Analytics Function Types

Sources

fs-source

This type reads a file on a S3 bucket and outputs its content as a DataFrame.

- id: read
  type: fs-source
  addr: 192.168.100.237:31318
  topics: s3a://testcsv/mycsv.csv
  user: minioadmin
  password: password
  asTable: mytable # (6)!
  format: csv # (1)!
  schema: |
    a INT,
    b INT,
    c INT,
    d STRING
  meta:
    delimiter: "," # (5)!
    encoding: utf-8 # (4)!
    csvHeader: true # (3)!
    ignore-parse-errors: false
    includeFileMetadata: false # (2)!
  out:
    - process

The format attribute is used to specify the format of files. Allowed formats are :
- json
- csv
- parquet
- delta
- raw
- text
- big
Can optionnaly be added with a true value (false by default) to include file metadata in the output DataFrame.
When reading csv, KFlow considers by default that the file has headers. If the file does not have headers, set this attribute to false.
The encoding attribute is used to specify the encoding of the csv file. Default is utf-8. This value is optional, cannot currently be changed and is shown here for completeness.
The delimiter attribute is used to specify the delimiter of the csv file. Default is ,.
If asTable is set, the DataFrame is registered as a temporary table in the Spark session. This allows subsquent Tasks to do SQL queries on the DataFrame.

csv format

See above example. If the schema is not given, it is inferred from the file.

json format

Reads a JSON Lines file given in topics. The input is read twice, first to infer the schema, then to read the data.

parquet format

Loads a parquet file. The schema is inferred from the file.

delta format

Loads a Delta Lake file. The schema is inferred from the file.

raw format

Loads a binary file. The output schema is the following :

path: string
modificationTime: string
length: long
content: binary content of the file

text format

Reads a text file. Each line is a record with a single column value. If the option delimiter:eof is given, then the whole file is read as a single record.

- id: read
  type: fs-source
  format: text
  addr: 192.168.100.237:31318
  topics: s3a://test/mytext.text
  user: minioadmin
  password: password
  format: text
  schema: |
    value STRING
  meta:
    delimiter: eof
  out:
    - process

big format

- id: read
  type: fs-source
  format: big
  addr: 192.168.100.237:31318
  topics: s3a://test/subdir
  user: minioadmin
  password: password
  schema: |
    local_path STRING
  meta: # (1)!
    ignoreCorruptFiles: false
    ignoreMissingFiles: false
    pathGlobFilter: "*.png"
    recursiveFileLookup: true
  out:
    - process

The following options may be used

The topics field point to a list of files which are all downloaded locally. The result is a Data Frame with a local_path column containing the path to the downloaded file.

sim-source

Generates data with the following schema:

a	b	c
0	0	0
1	1	2
...	...	...
99	99	99

The number of generated lines is 100 by default and it can be adjusted with size meta parameter :

- id: read
  type: sim-source
  schema: | # (1)!
    a INT,
    b INT,
    c INT
  meta:
    size: 1000 # (2)!
  out:
    - process

The schema is optional as it is known and constant.
Generate 1000 lines of data.

jdbc-source, sql-source, postgresql-source

All these types read data from a PostgreSQL table in a database. For clarity, use the type postgresql-source.

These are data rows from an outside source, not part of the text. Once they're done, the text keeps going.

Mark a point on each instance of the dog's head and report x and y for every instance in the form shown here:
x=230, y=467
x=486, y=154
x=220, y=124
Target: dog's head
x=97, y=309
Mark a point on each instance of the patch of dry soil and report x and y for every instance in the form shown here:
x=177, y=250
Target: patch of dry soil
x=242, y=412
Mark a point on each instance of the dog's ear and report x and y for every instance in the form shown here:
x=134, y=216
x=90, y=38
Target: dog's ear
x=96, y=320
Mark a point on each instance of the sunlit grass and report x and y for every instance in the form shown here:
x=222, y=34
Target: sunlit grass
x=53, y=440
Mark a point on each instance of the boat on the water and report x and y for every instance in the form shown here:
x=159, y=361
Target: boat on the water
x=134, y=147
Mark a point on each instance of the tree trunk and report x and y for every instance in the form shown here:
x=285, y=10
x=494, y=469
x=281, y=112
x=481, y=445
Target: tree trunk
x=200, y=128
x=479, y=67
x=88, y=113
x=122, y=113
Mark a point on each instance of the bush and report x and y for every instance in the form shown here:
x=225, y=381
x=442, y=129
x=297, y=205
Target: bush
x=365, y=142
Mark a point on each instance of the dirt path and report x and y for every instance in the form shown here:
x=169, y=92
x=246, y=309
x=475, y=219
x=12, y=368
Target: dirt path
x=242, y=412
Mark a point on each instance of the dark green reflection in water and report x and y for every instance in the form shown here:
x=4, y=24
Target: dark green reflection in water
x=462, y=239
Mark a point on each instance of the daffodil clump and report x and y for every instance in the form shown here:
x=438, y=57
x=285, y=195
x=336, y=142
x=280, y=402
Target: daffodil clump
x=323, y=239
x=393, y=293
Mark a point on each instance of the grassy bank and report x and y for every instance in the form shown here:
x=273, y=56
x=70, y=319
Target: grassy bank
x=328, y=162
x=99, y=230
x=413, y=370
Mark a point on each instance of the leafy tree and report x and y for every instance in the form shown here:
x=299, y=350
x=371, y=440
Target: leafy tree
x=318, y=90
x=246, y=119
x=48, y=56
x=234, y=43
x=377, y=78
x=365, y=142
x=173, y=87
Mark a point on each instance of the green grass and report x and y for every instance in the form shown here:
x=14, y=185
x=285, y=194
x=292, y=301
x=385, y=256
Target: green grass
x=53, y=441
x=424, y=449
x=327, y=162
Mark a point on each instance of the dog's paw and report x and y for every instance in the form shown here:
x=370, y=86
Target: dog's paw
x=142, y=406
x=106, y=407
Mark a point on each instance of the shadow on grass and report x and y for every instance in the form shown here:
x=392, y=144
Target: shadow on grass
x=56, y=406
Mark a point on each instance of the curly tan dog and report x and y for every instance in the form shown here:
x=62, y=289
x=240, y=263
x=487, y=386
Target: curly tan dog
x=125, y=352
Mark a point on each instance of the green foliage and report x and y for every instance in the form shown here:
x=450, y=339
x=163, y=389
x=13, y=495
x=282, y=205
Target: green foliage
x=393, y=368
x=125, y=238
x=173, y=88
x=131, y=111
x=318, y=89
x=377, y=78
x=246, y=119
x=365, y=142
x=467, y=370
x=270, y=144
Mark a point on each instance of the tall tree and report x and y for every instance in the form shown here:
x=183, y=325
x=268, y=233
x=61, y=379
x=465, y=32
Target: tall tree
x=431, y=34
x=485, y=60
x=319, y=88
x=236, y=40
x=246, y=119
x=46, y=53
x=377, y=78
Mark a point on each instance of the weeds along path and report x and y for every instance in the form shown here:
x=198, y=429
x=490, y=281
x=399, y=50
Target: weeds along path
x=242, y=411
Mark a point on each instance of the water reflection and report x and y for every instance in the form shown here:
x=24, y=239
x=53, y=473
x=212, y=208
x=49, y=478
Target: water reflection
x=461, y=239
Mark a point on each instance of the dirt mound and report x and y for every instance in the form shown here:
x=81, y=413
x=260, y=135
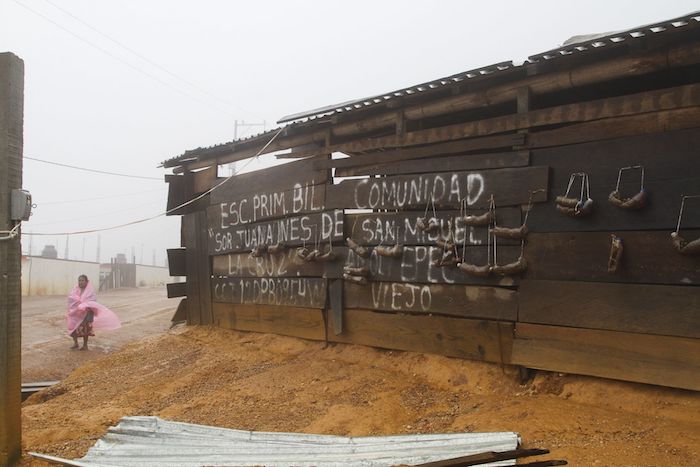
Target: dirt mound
x=274, y=383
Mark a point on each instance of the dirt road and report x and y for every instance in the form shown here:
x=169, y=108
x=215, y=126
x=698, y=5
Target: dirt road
x=274, y=383
x=45, y=342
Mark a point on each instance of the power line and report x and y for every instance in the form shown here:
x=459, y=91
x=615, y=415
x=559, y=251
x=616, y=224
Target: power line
x=165, y=83
x=146, y=59
x=186, y=203
x=123, y=195
x=64, y=221
x=104, y=172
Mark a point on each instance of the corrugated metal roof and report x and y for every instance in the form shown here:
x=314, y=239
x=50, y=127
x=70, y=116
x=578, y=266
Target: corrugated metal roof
x=587, y=45
x=583, y=46
x=151, y=441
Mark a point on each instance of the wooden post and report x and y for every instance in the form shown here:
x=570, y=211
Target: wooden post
x=11, y=142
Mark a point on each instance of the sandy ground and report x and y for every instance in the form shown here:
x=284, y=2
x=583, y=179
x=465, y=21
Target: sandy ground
x=275, y=383
x=45, y=341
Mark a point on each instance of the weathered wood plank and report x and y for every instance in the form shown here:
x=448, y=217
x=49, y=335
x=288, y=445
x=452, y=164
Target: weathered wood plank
x=463, y=301
x=306, y=323
x=649, y=309
x=269, y=204
x=609, y=128
x=291, y=231
x=416, y=266
x=301, y=292
x=508, y=186
x=671, y=169
x=205, y=179
x=663, y=360
x=177, y=265
x=650, y=101
x=335, y=294
x=176, y=194
x=286, y=264
x=203, y=268
x=176, y=289
x=451, y=149
x=489, y=341
x=438, y=164
x=633, y=65
x=189, y=232
x=543, y=83
x=381, y=228
x=421, y=137
x=278, y=179
x=181, y=312
x=648, y=257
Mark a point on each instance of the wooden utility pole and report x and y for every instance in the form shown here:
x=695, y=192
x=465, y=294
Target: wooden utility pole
x=11, y=142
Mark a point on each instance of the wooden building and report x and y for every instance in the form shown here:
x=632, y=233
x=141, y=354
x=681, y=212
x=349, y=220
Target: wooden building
x=541, y=215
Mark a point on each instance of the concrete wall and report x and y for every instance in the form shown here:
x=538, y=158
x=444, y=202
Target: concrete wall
x=47, y=276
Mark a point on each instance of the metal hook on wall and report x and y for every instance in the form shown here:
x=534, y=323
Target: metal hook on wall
x=574, y=207
x=637, y=201
x=681, y=245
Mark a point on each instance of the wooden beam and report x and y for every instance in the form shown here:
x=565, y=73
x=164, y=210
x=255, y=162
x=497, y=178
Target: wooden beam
x=473, y=339
x=642, y=308
x=438, y=149
x=176, y=289
x=177, y=263
x=335, y=295
x=648, y=258
x=617, y=127
x=189, y=230
x=181, y=312
x=205, y=179
x=276, y=179
x=633, y=65
x=306, y=323
x=662, y=360
x=464, y=301
x=441, y=164
x=619, y=67
x=447, y=189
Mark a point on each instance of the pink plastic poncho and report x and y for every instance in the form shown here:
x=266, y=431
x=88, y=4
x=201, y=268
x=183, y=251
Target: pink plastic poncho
x=80, y=301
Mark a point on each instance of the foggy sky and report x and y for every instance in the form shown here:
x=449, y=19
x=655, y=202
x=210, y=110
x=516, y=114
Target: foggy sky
x=254, y=61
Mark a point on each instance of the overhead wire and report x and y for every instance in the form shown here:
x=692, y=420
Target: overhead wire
x=105, y=51
x=130, y=208
x=122, y=195
x=186, y=203
x=92, y=170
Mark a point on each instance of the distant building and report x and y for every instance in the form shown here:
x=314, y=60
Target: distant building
x=49, y=251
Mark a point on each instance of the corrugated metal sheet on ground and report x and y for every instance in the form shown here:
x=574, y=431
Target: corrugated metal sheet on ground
x=151, y=441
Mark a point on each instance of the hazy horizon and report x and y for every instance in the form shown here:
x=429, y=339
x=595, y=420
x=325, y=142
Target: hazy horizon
x=123, y=86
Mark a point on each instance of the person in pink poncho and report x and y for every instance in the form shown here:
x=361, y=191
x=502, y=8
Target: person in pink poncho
x=85, y=314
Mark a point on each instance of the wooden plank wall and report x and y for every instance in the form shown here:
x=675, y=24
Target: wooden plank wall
x=565, y=312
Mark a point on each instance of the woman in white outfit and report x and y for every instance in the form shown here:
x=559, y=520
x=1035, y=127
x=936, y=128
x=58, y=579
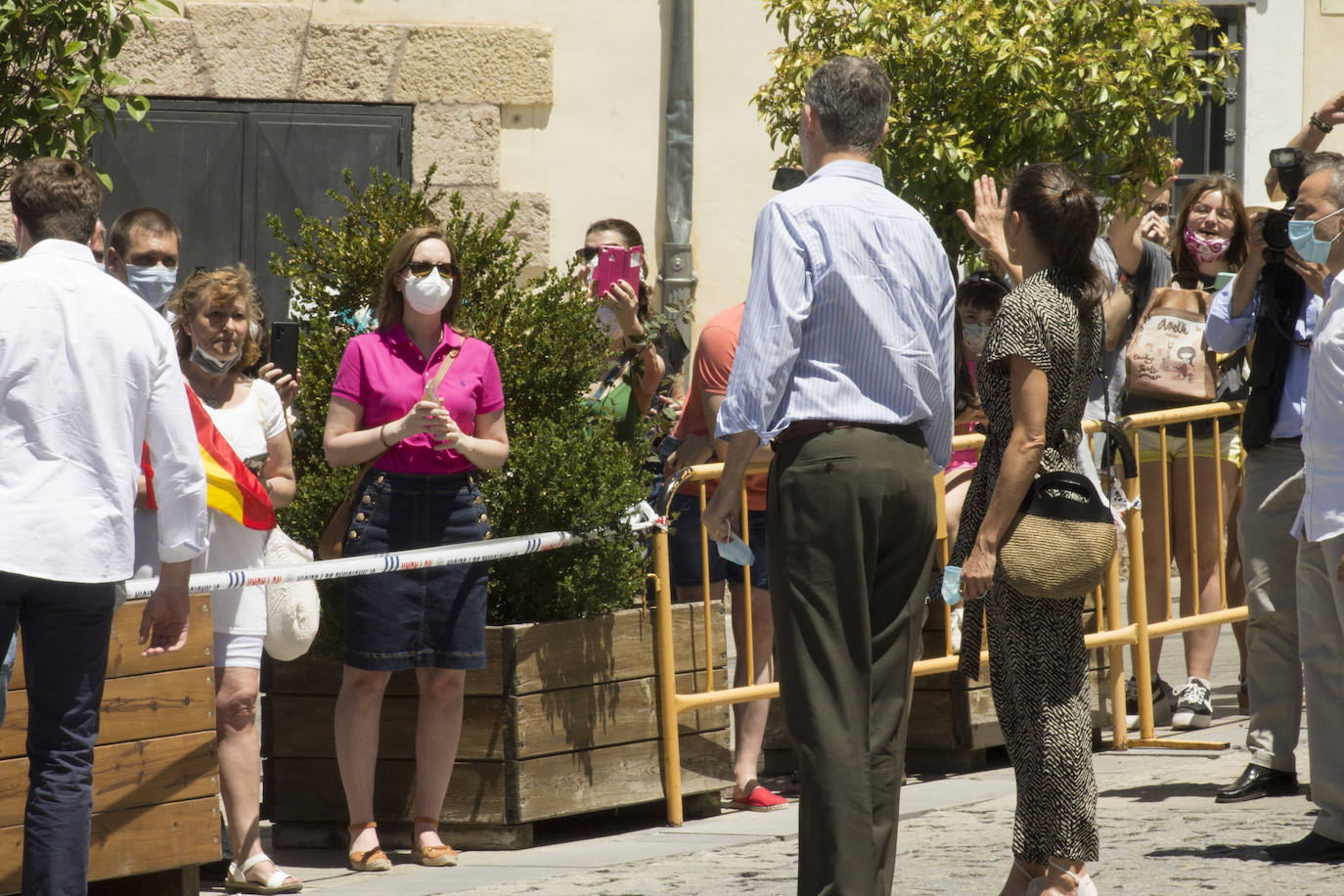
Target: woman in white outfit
x=214, y=309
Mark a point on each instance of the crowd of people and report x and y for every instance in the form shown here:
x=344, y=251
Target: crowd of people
x=850, y=366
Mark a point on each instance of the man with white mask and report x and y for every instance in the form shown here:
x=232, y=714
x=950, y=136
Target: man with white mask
x=143, y=247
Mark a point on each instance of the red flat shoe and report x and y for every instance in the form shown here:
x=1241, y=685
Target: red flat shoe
x=759, y=799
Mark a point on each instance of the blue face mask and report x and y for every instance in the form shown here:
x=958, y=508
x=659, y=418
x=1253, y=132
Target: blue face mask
x=973, y=336
x=1303, y=236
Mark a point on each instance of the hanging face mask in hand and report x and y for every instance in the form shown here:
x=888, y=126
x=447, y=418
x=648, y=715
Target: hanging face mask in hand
x=1204, y=248
x=1303, y=236
x=152, y=283
x=426, y=294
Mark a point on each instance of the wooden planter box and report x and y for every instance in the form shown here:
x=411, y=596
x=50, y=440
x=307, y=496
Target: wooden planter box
x=155, y=777
x=562, y=722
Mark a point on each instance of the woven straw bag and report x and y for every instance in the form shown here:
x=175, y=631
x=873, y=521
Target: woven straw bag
x=291, y=607
x=1060, y=542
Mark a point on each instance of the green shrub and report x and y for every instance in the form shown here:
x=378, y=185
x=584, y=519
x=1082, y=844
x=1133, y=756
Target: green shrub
x=566, y=469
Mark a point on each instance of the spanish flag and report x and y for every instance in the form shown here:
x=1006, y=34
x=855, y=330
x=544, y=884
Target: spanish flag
x=230, y=486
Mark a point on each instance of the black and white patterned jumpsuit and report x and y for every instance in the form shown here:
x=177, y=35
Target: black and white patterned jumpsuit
x=1037, y=659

In the following example, adapt host, port, dbname, user, password and table to your configuration. The schema is inferred from the table (or the subquery, if used).

- id: read
  type: postgresql-source
  addr: jdbc:postgresql://host:port/dbname
  topics: table # (1)!
  meta:
    user: user
    password: password

According to PySpark documentation, the table name can be anything which is valid in a FROM clause of a SQL query.

Processors

query

This type is used to execute a SQL query on a DataFrame. The query is executed on the DataFrame given as input and the result is the output.

- id: process
  type: query
  sql: |
    SELECT * FROM mytable WHERE a > 10
  output:
    - print

map

This type is used to apply a function to a DataFrame. The function is given inline or as a call to a function in a module (see UDF). The function should take an iterator of DataFrames as input and return an iterator of DataFrames as output.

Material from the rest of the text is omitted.